Using Unaided Communication Systems

  • Watch the child for visual cues. For example, the child may make a particular face when he is upset or angry. Look for this visual cue in the future.

  • Teach the child common gestures. For example, shaking the head yes and no, pointing at objects he wants or any gesture you would like to be used in the home.

  • Use body language with your own speech. When you say the word up, point up. When you are happy, be sure to over-exaggerate it with a happy look on your face. The child will pick up on these cues and may begin to imitate what he sees.

  • Utilize sign language in the home. Sign language can be used for words, feelings or needs that cannot be expressed verbally. Encourage the child to use words along with sign language when possible.

Using Aided Communication Systems

  • Have the child carry a notebook and pencil when possible.

  • If the child has difficulty verbally expressing something, have him write it down on the paper.

  • Create a photo book. If the child cannot write or express themselves in words, a photo book can be utilized. Instead of writing the word, the child can show you a picture of the object or feeling they are trying to convey.

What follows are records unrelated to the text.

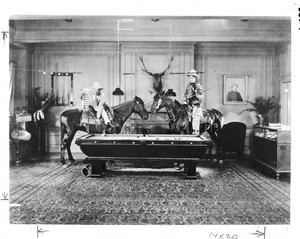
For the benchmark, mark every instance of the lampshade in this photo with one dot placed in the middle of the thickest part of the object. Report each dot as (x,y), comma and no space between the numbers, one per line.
(118,91)
(170,92)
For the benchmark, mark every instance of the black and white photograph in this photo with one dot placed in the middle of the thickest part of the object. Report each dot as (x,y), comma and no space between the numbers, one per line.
(134,120)
(235,89)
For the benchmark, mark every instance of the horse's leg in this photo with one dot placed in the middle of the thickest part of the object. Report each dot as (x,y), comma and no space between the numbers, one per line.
(68,146)
(62,143)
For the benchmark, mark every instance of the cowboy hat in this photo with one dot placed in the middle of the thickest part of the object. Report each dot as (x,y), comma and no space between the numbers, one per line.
(193,73)
(96,86)
(170,92)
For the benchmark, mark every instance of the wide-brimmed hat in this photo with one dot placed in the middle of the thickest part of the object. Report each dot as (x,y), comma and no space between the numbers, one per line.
(96,86)
(193,73)
(170,92)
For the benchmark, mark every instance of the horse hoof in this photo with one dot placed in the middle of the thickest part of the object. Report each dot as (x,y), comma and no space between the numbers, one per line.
(73,163)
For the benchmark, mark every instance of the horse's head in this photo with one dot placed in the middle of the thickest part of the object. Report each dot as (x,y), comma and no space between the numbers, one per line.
(139,108)
(159,101)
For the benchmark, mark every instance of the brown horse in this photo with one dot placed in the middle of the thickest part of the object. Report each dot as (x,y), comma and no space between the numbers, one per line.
(179,118)
(71,122)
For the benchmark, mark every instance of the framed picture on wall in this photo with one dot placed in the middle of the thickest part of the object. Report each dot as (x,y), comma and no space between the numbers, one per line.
(235,89)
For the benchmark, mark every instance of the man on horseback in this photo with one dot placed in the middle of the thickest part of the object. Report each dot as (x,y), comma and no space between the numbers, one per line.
(94,101)
(193,97)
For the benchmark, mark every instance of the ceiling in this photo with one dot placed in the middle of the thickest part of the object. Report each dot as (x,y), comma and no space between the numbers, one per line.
(42,29)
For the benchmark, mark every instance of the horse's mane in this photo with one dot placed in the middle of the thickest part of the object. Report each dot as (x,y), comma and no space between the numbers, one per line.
(121,105)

  • Inventory the objects in your home and pick out some of the child's favorites. You can do this by bringing a variety of objects to the child and having them point to their favorites.

  • Take photos of the objects or draw them on index cards.

  • Place the photos in a book or other format that is easiest for the child to utilize. The child can now show the photo card when he wants to discuss the object pictured.

Tips & Warnings

  • Remember to be patient. The child may take some time to adjust to these new methods of communication.
  • Speak with your child's doctor to discuss these methods and what will work best for the child.